The problem with many police forces is that
they don’t take greater care in selecting candidates for their forces. They put thugs on the street who wear a police
badge and carry deadly weapons.
The Vancouver Police Department recruits train at the Justice Institute of B.C. Police Academy located in New Westminster. Recruits attend the
academy during the week and in select cases on weekends. However they are able
to live in their own homes during training. Recruits are full employees of the
VPD during training, receiving salary and benefits.
Recruit training is divided into three stages.
Stage 1: basic recruit training at the Academy
covering a wide variety of disciplines (11 weeks)
Stage 2: recruits work in patrol under the
direction of an experienced Field Trainer (13 weeks)
Stage 3:
recruits return to the Academy for advanced recruit training (11 weeks)
The training is intensive and covers areas
including:
Investigation and Patrol – Basic resources, procedures and skills
required to perform daily patrol and investigation duties.
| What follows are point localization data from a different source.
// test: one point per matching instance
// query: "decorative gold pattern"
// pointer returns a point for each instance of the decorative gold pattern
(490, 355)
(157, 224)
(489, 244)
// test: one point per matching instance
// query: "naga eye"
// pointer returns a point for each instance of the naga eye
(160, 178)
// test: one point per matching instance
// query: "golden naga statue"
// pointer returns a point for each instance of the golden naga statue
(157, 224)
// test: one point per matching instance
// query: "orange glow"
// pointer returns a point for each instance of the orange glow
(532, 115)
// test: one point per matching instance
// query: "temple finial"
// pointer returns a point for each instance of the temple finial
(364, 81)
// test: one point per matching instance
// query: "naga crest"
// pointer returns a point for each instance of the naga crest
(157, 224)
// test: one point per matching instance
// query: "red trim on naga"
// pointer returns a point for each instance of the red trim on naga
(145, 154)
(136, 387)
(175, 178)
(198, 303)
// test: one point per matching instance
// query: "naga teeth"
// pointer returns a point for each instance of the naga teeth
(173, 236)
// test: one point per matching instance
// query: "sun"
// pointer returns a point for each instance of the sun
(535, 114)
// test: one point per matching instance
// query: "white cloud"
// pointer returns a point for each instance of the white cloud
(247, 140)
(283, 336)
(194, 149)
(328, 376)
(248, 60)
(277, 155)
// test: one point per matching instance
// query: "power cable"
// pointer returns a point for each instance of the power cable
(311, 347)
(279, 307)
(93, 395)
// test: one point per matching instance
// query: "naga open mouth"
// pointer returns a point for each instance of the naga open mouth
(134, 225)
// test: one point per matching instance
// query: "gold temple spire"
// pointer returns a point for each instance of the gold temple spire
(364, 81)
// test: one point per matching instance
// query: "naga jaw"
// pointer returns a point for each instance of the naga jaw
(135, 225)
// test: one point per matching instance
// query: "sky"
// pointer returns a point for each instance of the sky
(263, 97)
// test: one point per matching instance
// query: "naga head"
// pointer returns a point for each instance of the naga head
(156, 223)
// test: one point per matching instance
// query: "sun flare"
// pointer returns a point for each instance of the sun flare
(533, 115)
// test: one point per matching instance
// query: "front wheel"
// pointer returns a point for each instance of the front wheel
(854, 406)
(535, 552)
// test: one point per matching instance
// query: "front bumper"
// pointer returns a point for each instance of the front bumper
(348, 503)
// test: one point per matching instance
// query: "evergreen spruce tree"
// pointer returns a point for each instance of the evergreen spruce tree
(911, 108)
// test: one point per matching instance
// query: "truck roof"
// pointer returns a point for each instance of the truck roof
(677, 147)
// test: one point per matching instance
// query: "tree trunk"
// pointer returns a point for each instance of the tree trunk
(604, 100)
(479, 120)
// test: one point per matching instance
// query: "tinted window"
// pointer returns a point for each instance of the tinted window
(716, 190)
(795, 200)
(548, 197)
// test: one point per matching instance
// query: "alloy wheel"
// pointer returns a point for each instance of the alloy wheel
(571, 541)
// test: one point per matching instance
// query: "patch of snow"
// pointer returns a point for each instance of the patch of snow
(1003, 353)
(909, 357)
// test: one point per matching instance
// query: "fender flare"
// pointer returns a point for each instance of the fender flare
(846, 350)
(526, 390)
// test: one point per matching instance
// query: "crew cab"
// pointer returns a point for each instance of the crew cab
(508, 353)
Legal Studies – Introduction to law and its needs; the Criminal Code and its
interpretation; rules of evidence; powers of arrest and search; court process
and evidence presentation.
Traffic Studies – Understanding traffic law and investigative and enforcement
techniques.
Social Sciences – Development of skills in interpersonal communication and
conflict management in order to deal effectively with crisis
situations.
Physical Skills – Extensive physical training program, as well as firearms and
driver training.
I believe that not enough time is applied to
learning how to deal effectively with crisis situations. The Toronto Police
Force does have several teams of qualified officers who are trained extensively
in crisis management but there are simply not enough of those teams to cover
all situations which require their services.
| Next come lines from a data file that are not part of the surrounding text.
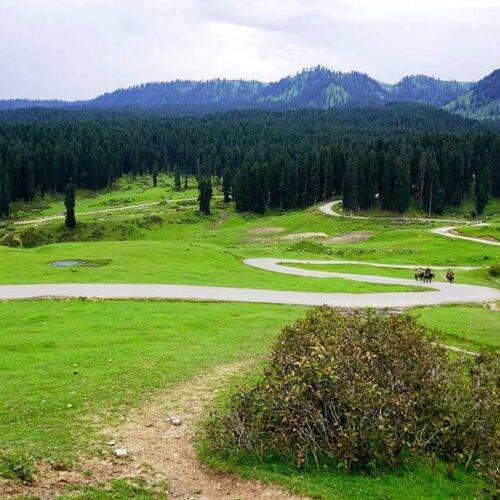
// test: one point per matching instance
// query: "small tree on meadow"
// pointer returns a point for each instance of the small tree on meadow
(69, 203)
(177, 179)
(205, 194)
(155, 171)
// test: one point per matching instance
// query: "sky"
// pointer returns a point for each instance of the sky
(78, 49)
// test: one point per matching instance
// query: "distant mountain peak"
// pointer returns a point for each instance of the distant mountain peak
(314, 87)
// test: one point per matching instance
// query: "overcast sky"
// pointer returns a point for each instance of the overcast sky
(77, 49)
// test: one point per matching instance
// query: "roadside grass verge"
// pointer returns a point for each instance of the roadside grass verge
(69, 367)
(492, 231)
(125, 191)
(471, 327)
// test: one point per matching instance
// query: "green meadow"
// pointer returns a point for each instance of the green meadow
(68, 368)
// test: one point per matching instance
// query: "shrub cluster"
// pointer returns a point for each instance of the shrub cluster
(362, 388)
(494, 269)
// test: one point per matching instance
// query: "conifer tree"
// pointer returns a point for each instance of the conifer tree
(154, 172)
(226, 185)
(4, 190)
(350, 186)
(205, 194)
(177, 178)
(69, 203)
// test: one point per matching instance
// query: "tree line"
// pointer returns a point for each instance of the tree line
(277, 160)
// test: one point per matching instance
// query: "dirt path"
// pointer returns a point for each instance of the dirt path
(160, 451)
(42, 220)
(448, 231)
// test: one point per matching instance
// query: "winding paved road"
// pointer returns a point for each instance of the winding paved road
(327, 209)
(436, 293)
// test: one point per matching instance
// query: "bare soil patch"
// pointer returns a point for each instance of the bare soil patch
(303, 236)
(351, 237)
(157, 450)
(486, 238)
(266, 230)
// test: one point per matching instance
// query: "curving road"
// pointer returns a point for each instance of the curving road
(438, 293)
(327, 209)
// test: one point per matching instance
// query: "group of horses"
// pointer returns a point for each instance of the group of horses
(426, 275)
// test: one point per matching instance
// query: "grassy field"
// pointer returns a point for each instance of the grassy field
(471, 327)
(105, 357)
(124, 192)
(492, 231)
(67, 368)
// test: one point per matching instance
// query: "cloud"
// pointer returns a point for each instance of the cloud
(80, 48)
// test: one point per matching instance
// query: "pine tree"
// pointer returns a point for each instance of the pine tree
(227, 181)
(350, 188)
(401, 196)
(177, 178)
(31, 188)
(422, 170)
(205, 194)
(495, 169)
(154, 173)
(4, 190)
(69, 203)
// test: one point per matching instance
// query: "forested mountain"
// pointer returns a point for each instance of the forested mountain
(482, 101)
(425, 90)
(313, 88)
(267, 159)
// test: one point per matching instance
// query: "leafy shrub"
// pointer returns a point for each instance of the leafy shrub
(16, 466)
(10, 240)
(494, 269)
(360, 389)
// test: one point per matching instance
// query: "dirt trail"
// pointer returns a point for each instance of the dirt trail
(49, 218)
(160, 451)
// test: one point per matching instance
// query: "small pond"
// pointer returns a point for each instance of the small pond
(80, 263)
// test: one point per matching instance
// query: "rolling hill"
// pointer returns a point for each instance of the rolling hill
(482, 101)
(315, 88)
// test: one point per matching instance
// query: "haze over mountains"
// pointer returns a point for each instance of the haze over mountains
(313, 88)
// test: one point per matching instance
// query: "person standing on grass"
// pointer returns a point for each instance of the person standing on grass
(450, 276)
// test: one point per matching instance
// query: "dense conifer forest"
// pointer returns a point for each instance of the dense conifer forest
(263, 159)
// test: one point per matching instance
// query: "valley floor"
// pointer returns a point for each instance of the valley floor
(73, 371)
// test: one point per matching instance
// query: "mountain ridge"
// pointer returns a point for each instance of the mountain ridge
(317, 88)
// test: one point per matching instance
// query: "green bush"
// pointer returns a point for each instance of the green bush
(361, 390)
(494, 269)
(17, 467)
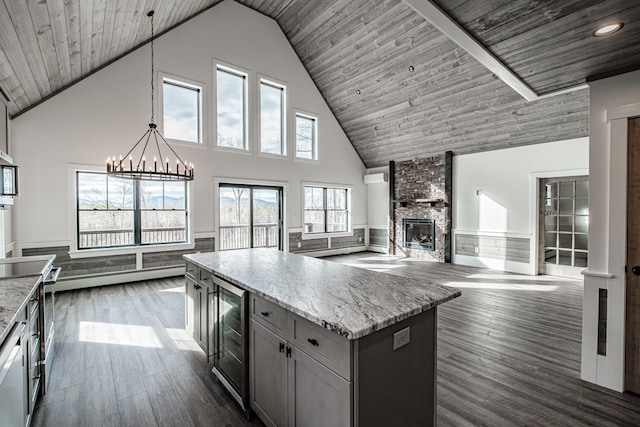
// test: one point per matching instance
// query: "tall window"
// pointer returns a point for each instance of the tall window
(182, 116)
(326, 210)
(306, 137)
(231, 108)
(120, 212)
(272, 125)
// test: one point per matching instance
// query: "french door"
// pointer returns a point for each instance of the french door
(250, 216)
(565, 226)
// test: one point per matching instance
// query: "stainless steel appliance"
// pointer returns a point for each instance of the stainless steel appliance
(47, 325)
(230, 339)
(31, 266)
(13, 378)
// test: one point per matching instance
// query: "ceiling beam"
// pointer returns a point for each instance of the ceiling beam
(440, 20)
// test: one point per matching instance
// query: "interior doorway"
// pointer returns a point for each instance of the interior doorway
(564, 226)
(632, 279)
(250, 216)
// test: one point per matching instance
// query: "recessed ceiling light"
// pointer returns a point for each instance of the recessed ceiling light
(608, 29)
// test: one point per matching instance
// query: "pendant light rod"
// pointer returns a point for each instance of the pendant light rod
(140, 171)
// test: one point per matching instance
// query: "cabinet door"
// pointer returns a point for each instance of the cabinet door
(268, 375)
(202, 328)
(317, 396)
(189, 307)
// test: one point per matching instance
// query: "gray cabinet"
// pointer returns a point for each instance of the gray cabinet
(318, 396)
(198, 288)
(268, 375)
(290, 386)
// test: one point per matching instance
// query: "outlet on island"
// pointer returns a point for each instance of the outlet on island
(401, 338)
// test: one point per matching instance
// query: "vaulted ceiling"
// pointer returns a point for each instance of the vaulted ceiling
(397, 79)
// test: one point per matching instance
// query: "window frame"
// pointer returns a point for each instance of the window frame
(284, 151)
(187, 84)
(325, 233)
(137, 211)
(239, 72)
(314, 149)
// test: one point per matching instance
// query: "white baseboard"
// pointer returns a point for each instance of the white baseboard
(90, 281)
(329, 252)
(494, 264)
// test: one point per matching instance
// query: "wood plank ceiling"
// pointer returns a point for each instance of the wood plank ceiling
(359, 53)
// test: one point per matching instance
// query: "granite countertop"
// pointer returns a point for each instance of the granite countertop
(350, 301)
(15, 291)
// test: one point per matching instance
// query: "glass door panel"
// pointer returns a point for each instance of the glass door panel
(235, 218)
(266, 217)
(565, 226)
(250, 217)
(230, 354)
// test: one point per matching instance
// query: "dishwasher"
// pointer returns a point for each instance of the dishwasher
(231, 339)
(13, 378)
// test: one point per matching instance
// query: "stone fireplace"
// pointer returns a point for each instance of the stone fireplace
(419, 234)
(421, 194)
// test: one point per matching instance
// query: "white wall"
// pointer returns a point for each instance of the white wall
(378, 200)
(613, 100)
(494, 192)
(105, 114)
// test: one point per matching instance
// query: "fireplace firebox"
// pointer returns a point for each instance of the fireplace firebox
(419, 234)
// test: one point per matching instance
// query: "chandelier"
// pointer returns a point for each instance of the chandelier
(135, 165)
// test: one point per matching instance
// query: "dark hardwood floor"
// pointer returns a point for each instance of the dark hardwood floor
(508, 354)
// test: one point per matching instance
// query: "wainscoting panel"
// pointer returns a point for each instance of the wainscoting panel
(514, 249)
(306, 245)
(174, 258)
(357, 239)
(379, 237)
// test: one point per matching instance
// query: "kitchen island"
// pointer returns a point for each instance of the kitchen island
(331, 344)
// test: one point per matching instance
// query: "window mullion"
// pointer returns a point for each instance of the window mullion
(137, 216)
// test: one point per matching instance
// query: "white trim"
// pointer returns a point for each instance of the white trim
(129, 250)
(623, 112)
(440, 20)
(534, 204)
(492, 233)
(350, 226)
(329, 252)
(243, 181)
(492, 263)
(248, 76)
(598, 274)
(204, 108)
(72, 226)
(294, 149)
(260, 79)
(89, 281)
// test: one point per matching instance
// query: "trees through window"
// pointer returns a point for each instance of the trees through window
(326, 210)
(120, 212)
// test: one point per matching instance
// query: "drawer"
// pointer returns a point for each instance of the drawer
(271, 315)
(326, 347)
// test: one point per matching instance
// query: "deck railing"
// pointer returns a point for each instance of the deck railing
(123, 237)
(231, 236)
(237, 236)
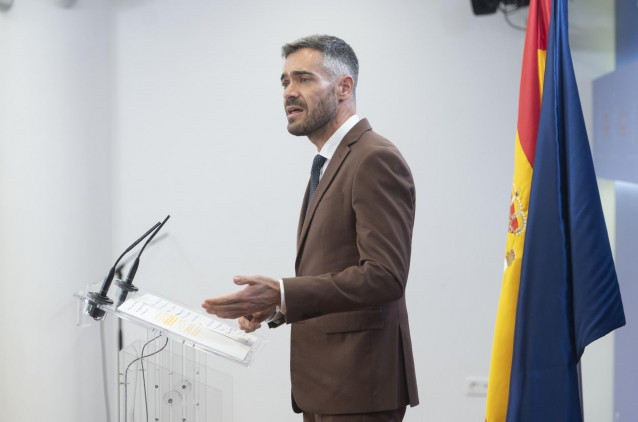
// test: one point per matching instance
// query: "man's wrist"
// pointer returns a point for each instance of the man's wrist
(282, 307)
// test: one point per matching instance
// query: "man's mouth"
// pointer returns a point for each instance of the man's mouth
(293, 110)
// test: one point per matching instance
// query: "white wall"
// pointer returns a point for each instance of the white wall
(177, 109)
(55, 209)
(201, 135)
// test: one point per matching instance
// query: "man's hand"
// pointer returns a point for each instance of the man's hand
(258, 299)
(250, 323)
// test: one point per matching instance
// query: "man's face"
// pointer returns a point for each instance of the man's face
(309, 92)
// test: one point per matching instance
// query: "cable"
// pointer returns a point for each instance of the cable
(126, 375)
(106, 387)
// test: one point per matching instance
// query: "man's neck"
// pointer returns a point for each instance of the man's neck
(321, 136)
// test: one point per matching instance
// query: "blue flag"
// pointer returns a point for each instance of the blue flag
(569, 294)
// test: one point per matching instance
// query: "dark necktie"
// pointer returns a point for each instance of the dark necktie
(317, 163)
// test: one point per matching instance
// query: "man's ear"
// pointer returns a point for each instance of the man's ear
(345, 87)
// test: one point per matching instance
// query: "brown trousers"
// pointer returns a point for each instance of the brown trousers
(388, 416)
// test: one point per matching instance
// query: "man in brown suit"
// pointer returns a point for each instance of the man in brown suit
(351, 354)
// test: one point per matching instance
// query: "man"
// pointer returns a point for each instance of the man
(351, 354)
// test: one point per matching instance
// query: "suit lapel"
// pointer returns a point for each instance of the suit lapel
(334, 165)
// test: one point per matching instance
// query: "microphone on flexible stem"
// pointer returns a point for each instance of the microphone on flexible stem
(101, 298)
(127, 286)
(120, 267)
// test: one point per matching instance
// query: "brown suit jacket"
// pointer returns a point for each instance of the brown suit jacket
(350, 340)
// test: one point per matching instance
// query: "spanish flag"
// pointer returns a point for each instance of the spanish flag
(560, 290)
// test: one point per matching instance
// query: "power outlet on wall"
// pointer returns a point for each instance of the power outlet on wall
(476, 386)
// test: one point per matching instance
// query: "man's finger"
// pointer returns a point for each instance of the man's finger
(240, 280)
I also believe that ways to cut down
unwarranted shootings is to give police officers Tasers along with their
firearms and also have them wear body cameras that are to be on when they
arrive at a scene where there is going to be any form of confrontation.
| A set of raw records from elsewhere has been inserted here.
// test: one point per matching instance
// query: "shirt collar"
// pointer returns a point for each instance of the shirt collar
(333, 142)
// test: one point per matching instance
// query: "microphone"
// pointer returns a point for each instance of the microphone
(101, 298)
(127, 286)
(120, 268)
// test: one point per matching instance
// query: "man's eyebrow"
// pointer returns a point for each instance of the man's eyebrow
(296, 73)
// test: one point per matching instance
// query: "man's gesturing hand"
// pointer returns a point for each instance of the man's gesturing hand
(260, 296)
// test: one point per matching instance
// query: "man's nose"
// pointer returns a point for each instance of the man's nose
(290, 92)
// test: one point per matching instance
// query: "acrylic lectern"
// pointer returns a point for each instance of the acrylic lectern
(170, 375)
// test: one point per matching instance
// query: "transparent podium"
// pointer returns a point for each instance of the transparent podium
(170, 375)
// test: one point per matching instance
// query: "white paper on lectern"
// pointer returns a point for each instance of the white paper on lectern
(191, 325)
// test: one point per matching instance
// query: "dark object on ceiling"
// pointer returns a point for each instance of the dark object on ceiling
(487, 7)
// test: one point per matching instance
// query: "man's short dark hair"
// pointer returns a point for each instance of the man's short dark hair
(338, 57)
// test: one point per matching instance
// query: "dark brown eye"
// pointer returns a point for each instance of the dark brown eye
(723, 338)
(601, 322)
I am mindful of the terrible Taser incident
that occurred several years ago in the Vancouver International Airport when a
passenger who arrived at the airport was lost for hours and frustrated that he
could see his relatives waiting for him in the waiting area. When the police
arrived and were confronted with him when he had a stapler in his hand, they
fired their Tasers at him and because so many Tasers were fired at him, he
died.
Even when Tasers appear to be a solution to
resolve confrontations that appear to get out of hand, you can be sure as God
made little apples, there will be police dummies who will fire them
unnecessarily and cause deaths.
If those stupid Royal Canadian Mounted Police
who were in the airport had any functioning brains, they would have found
someone who could speak foreign languages and after determining that the man
spoke Polish, they would then get on the loudspeaker system and ask if any
persons in the airport are expecting a Polish passenger. The family would have
reported to the police and as soon as he saw them, he would relax while they
confirmed that the man was lost in the airport trying to get to them.
Everything would have ended nicely. Instead, the family had to bury the man.
The officers are facing charges but only after
the RCMP tried to cover up the blunder.